ELRC was a keystone in establishing a multilingual digital ecosystem in Europe, facilitating the collection and sharing of over 3,306 language resources, including written and spoken corpora, grammars, and terminology databases, from and for the public sector. Through a number of conferences and workshops, the initiative added impetus to the collection and utilisation of multilingual data across Europe and fostered a community of practice dedicated to breaking down language barriers and promoting inclusivity.
In the scope of the ELRC initiative, assessments and evaluations were also carried out for supporting the development of several CEF Generic Services projects and of eTranslation, the European Commission’s Machine Translation system available under Digital Europe Language Tools.
Please note that the e-mail address info[at]lr-coordination.eu is not active anymore. For any info, please contact secretariatlanguage-data-space [dot] eu (secretariat[at]language-data-space[dot]eu).
From 2015 to 2022, ELRC hosted a variety of events at both European and national level. These events aimed to heighten awareness about the importance of language data, encourage its sharing, address legal and technical challenges related to data sharing, and discuss practices in using machine translation and other language technologies.
The ELRC Workshops prompted local initiatives to underline the indispensable value of language data, focusing on effective language management and the development of appropriate guidelines.
The ELRC Conferences established a platform for sharing knowledge and updates, which encouraged collaborative efforts in envisioning and shaping Europe's multilingual future.
ELRC Learning Centre
- What are language resources?
The term language resources refers to sets of language data and descriptions in machine readable form, including written and spoken corpora, grammar and terminology databases. Language resources can be used to build, improve, or evaluate natural language systems such as machine translation engines.
- ELRC White Paper
The first edition of the ELRC White Paper, titled Sustainable Language Data Sharing to Support Language Equality in Multilingual Europe – Why Language Data Matters, was published in December 2019. It provided an analysis of European practices for sharing language data and the challenges posed by this endeavour, as well as clear recommendations for policy-level decision makers on how to overcome such challenges.
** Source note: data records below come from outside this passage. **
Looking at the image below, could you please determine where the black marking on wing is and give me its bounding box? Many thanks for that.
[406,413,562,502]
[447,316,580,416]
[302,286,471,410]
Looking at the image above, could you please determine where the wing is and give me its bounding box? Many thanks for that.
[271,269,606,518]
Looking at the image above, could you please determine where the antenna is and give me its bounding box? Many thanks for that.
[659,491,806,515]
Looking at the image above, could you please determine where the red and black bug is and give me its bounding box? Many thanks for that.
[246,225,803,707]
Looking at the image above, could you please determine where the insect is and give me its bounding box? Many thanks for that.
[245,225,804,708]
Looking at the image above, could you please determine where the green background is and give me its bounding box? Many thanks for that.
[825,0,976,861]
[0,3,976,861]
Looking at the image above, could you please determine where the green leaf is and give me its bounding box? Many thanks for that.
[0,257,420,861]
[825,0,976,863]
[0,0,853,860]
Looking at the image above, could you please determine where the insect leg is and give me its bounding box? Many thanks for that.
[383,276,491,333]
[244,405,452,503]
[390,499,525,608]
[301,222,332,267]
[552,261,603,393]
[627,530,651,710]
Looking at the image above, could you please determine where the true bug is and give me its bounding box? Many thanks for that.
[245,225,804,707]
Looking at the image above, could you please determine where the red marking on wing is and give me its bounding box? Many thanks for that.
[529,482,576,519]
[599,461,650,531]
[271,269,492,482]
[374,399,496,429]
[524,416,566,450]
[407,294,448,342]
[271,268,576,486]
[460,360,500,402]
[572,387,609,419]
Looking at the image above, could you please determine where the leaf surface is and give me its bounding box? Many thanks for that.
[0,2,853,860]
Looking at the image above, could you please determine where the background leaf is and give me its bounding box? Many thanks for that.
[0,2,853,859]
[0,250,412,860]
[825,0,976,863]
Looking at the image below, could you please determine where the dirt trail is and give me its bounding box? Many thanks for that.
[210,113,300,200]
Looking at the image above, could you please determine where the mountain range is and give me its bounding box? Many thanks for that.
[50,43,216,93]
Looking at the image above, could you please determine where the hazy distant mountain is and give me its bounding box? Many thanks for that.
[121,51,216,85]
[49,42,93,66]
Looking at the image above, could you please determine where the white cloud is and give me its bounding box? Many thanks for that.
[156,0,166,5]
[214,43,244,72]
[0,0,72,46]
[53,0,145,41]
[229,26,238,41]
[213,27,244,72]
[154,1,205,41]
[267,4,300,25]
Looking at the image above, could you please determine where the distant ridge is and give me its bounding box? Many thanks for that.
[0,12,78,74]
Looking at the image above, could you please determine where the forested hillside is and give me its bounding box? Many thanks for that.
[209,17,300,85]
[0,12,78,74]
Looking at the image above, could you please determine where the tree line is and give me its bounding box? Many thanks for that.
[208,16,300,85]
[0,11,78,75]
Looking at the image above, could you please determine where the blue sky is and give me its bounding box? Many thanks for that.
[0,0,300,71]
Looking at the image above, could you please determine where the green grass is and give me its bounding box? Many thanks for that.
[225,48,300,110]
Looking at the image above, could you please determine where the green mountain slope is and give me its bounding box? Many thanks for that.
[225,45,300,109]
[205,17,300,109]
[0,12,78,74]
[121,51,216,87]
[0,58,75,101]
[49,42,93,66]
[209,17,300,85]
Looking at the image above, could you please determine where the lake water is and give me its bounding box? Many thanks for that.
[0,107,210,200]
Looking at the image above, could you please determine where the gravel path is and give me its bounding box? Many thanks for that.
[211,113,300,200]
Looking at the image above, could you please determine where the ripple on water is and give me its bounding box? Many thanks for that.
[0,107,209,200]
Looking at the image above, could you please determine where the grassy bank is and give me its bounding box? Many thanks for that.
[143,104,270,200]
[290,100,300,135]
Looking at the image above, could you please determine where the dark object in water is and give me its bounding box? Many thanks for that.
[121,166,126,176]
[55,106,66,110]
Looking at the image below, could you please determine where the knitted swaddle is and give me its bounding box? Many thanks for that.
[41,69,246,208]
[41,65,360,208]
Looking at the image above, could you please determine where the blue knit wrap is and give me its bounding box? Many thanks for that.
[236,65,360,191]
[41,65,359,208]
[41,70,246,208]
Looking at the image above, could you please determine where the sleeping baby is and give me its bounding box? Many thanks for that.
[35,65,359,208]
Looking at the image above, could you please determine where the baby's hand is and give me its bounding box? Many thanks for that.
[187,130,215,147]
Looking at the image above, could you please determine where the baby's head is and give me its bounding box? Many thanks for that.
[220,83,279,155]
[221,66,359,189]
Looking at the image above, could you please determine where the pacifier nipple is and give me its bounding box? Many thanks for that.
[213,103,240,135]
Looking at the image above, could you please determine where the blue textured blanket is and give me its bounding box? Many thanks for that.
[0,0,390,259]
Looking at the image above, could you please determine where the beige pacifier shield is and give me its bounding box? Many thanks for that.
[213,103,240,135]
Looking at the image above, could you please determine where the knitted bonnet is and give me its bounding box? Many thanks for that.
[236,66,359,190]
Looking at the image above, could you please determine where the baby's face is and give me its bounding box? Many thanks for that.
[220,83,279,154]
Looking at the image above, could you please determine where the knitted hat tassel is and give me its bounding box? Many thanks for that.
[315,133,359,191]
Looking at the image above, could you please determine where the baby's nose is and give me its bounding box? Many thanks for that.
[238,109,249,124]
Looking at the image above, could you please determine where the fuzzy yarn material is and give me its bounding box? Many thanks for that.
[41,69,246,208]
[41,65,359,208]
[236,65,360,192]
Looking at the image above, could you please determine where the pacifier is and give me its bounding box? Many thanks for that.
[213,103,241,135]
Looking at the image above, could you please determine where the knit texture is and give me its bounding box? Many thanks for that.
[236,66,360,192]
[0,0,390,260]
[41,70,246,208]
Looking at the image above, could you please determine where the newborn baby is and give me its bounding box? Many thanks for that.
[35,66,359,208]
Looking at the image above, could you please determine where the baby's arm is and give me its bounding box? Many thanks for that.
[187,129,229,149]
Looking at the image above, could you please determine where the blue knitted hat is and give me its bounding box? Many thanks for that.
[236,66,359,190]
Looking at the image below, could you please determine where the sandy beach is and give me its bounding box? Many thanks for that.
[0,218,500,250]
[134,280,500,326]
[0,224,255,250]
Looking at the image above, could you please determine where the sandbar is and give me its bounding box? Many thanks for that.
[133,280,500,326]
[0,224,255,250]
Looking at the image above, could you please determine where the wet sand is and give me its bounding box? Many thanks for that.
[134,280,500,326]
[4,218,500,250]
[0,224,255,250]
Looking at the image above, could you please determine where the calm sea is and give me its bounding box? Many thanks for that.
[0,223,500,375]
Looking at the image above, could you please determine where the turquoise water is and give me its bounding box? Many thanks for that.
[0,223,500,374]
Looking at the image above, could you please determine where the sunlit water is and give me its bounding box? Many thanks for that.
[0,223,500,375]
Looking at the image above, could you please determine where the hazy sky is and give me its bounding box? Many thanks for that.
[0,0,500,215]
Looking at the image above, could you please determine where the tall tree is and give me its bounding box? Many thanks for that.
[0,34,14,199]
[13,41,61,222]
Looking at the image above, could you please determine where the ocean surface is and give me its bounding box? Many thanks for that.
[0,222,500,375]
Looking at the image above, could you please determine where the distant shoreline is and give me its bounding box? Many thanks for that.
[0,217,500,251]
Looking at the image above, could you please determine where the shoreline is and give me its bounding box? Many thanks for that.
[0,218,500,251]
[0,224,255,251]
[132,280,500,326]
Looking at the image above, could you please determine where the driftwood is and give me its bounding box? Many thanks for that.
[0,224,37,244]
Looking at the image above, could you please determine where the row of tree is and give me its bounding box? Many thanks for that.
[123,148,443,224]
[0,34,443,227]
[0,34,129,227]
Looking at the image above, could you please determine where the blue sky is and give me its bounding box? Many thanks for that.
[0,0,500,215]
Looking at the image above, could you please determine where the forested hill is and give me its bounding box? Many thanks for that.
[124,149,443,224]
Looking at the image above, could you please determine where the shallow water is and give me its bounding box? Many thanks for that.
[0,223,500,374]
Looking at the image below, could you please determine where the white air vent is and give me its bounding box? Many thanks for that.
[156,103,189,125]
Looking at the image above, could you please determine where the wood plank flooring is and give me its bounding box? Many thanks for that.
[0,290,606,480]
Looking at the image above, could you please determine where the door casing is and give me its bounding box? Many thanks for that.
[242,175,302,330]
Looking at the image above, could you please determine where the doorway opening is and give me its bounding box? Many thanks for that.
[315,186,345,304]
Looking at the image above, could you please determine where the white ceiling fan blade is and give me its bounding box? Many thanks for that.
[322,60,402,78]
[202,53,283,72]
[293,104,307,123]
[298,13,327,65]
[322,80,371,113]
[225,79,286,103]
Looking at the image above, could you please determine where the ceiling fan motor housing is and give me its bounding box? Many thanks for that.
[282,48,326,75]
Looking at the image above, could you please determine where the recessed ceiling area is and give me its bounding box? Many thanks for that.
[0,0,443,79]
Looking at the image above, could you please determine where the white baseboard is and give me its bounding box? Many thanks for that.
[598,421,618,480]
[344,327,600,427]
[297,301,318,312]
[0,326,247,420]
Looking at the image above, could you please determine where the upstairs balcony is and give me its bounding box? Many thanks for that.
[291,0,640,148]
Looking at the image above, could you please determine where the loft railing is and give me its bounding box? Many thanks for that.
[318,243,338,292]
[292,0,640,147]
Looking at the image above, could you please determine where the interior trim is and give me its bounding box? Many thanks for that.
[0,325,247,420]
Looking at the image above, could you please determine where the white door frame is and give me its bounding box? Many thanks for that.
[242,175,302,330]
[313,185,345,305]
The second edition of the ELRC White Paper, titled AI for Multilingual Europe – Why Language Data Matters, was published in December 2022. It outlined recent developments in language technology and the role of language data towards artificial intelligence (AI). The paper investigated practices, challenges, and recommendations, providing insights into AI applications, data policies and the major players in the CELT-affiliated countries.